* [PATCH 1/1] driver core: Fix unbalance probe_count in really_probe()
@ 2020-06-03 6:45 Ji-Ze Hong (Peter Hong)
2020-06-03 7:13 ` Geert Uytterhoeven
0 siblings, 1 reply; 4+ messages in thread
From: Ji-Ze Hong (Peter Hong) @ 2020-06-03 6:45 UTC (permalink / raw)
To: gregkh, rafael
Cc: geert+renesas, peter_hong, linux-kernel, Ji-Ze Hong (Peter Hong)
In previous patch, using return -EBUSY in really_probe() instead WARN_ON()

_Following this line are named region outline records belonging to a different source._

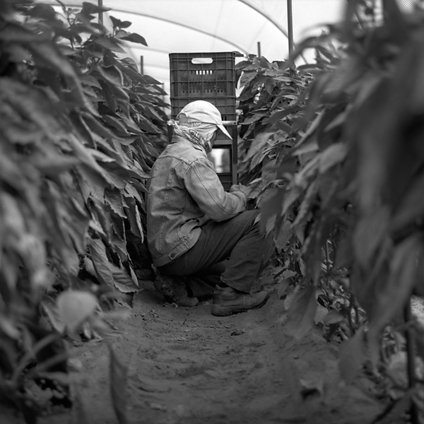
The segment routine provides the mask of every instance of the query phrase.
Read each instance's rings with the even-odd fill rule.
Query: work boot
[[[153,282],[155,288],[167,302],[179,306],[196,306],[197,298],[189,298],[185,278],[158,274]]]
[[[212,314],[226,317],[237,312],[257,309],[265,305],[269,298],[269,293],[266,291],[249,295],[237,291],[232,287],[217,285],[213,292]]]

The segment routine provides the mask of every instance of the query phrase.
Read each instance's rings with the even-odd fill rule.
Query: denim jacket
[[[242,192],[226,192],[200,146],[175,135],[151,172],[147,243],[161,266],[192,247],[208,220],[222,221],[246,207]]]

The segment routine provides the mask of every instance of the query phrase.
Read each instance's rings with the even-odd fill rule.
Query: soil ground
[[[152,285],[129,317],[102,339],[74,348],[74,406],[38,424],[115,424],[110,346],[127,369],[129,424],[367,424],[384,405],[365,378],[341,380],[338,345],[319,328],[285,334],[286,311],[273,293],[262,308],[214,317],[211,305],[176,307]],[[0,423],[22,418],[0,414]]]

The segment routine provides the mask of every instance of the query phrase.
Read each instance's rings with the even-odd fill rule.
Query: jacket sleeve
[[[215,221],[232,218],[246,208],[245,194],[225,192],[213,165],[207,159],[192,162],[184,175],[184,181],[199,207]]]

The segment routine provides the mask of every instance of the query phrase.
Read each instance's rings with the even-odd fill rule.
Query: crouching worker
[[[258,211],[246,210],[247,187],[226,192],[206,156],[218,131],[231,139],[219,111],[196,100],[168,124],[174,135],[153,165],[147,196],[156,288],[184,306],[213,294],[214,315],[261,307],[268,293],[251,291],[270,241],[260,232]]]

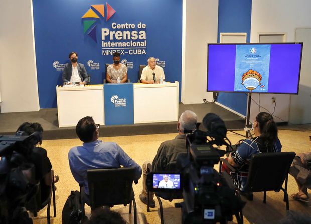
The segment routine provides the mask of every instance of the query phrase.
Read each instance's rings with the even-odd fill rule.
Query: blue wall
[[[219,0],[218,42],[221,32],[246,32],[249,42],[251,12],[252,0]],[[217,101],[246,116],[247,96],[245,94],[220,92]]]
[[[116,12],[108,21],[106,3]],[[124,55],[121,54],[121,60],[126,60],[129,68],[128,78],[132,82],[137,82],[139,65],[146,64],[147,58],[153,56],[165,66],[166,80],[179,82],[180,92],[182,1],[33,0],[33,4],[40,108],[57,107],[55,87],[62,84],[61,68],[69,62],[68,56],[71,52],[78,53],[78,61],[84,64],[87,73],[91,76],[92,84],[102,84],[105,78],[105,64],[113,62],[111,55],[103,55],[102,29],[104,28],[110,32],[120,31],[122,33],[145,32],[145,40],[135,40],[134,38],[131,38],[130,40],[117,40],[115,36],[110,40],[108,36],[104,42],[127,42],[145,40],[145,54],[131,55],[129,49],[124,50],[127,52]],[[92,8],[99,18],[82,18],[91,8],[91,5],[100,4],[104,4],[104,18]],[[90,20],[96,20],[96,22],[84,34],[83,21]],[[137,27],[140,22],[145,24],[145,28]],[[113,29],[113,23],[134,24],[135,27]],[[88,34],[89,32],[92,33],[93,28],[96,29],[97,42]],[[132,50],[136,50],[133,48]],[[142,50],[140,49],[141,51]],[[88,66],[92,61],[95,66]],[[99,70],[94,69],[98,65]]]

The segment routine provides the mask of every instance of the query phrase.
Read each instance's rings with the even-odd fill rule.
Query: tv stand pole
[[[248,138],[248,135],[251,136],[250,134],[250,132],[249,130],[249,117],[250,116],[250,103],[252,100],[252,94],[249,93],[247,94],[247,96],[248,98],[247,98],[247,116],[246,116],[246,120],[245,122],[245,128],[244,130],[246,131],[246,138]]]

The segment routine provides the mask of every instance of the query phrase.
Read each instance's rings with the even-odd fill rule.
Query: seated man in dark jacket
[[[76,52],[69,54],[69,60],[71,63],[65,66],[63,72],[63,82],[72,84],[75,82],[76,84],[85,85],[88,82],[88,76],[84,66],[78,63],[78,54]]]
[[[157,155],[154,157],[152,163],[152,170],[160,171],[175,171],[169,170],[169,164],[176,162],[177,157],[179,154],[186,153],[186,135],[184,130],[193,130],[196,128],[197,124],[197,116],[193,112],[187,110],[181,115],[179,120],[177,123],[177,130],[178,135],[172,140],[164,142],[160,145]],[[139,196],[140,200],[147,204],[147,186],[146,180],[147,179],[147,168],[150,161],[146,161],[142,166],[143,182],[142,192]],[[153,200],[153,193],[150,192],[150,206],[156,207],[156,202]]]

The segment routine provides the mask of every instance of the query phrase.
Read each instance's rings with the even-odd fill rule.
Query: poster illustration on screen
[[[267,92],[270,45],[237,45],[234,91]]]

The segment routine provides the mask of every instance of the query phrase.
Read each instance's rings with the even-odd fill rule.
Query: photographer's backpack
[[[81,194],[77,190],[71,192],[62,212],[63,224],[82,224],[87,218],[82,216]]]

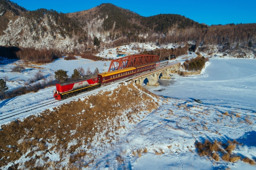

only. The following is the partial code.
...
atomic_inc(&probe_count);
pr_debug("bus: '%s': %s: probing driver %s with device %s\n",
drv->bus->name, __func__, drv->name, dev_name(dev));
if (!list_empty(&dev->devres_head)) {
dev_crit(dev, "Resources present before probing\n");
return -EBUSY;
}
...
When the devres_head is not empty, this code will return -EBUSY to prevent
resource conflict, but it forgot to balance probe_count. We can move the
increasement code below the resource checking.
...
pr_debug("bus: '%s': %s: probing driver %s with device %s\n",
drv->bus->name, __func__, drv->name, dev_name(dev));
if (!list_empty(&dev->devres_head)) {
dev_crit(dev, "Resources present before probing\n");
return -EBUSY;
}
atomic_inc(&probe_count);
...
The original code will cause lots motherboard freeze in reboot/shutdown
with systemd message "Reached target Reboot" or "Reached target Shutdown"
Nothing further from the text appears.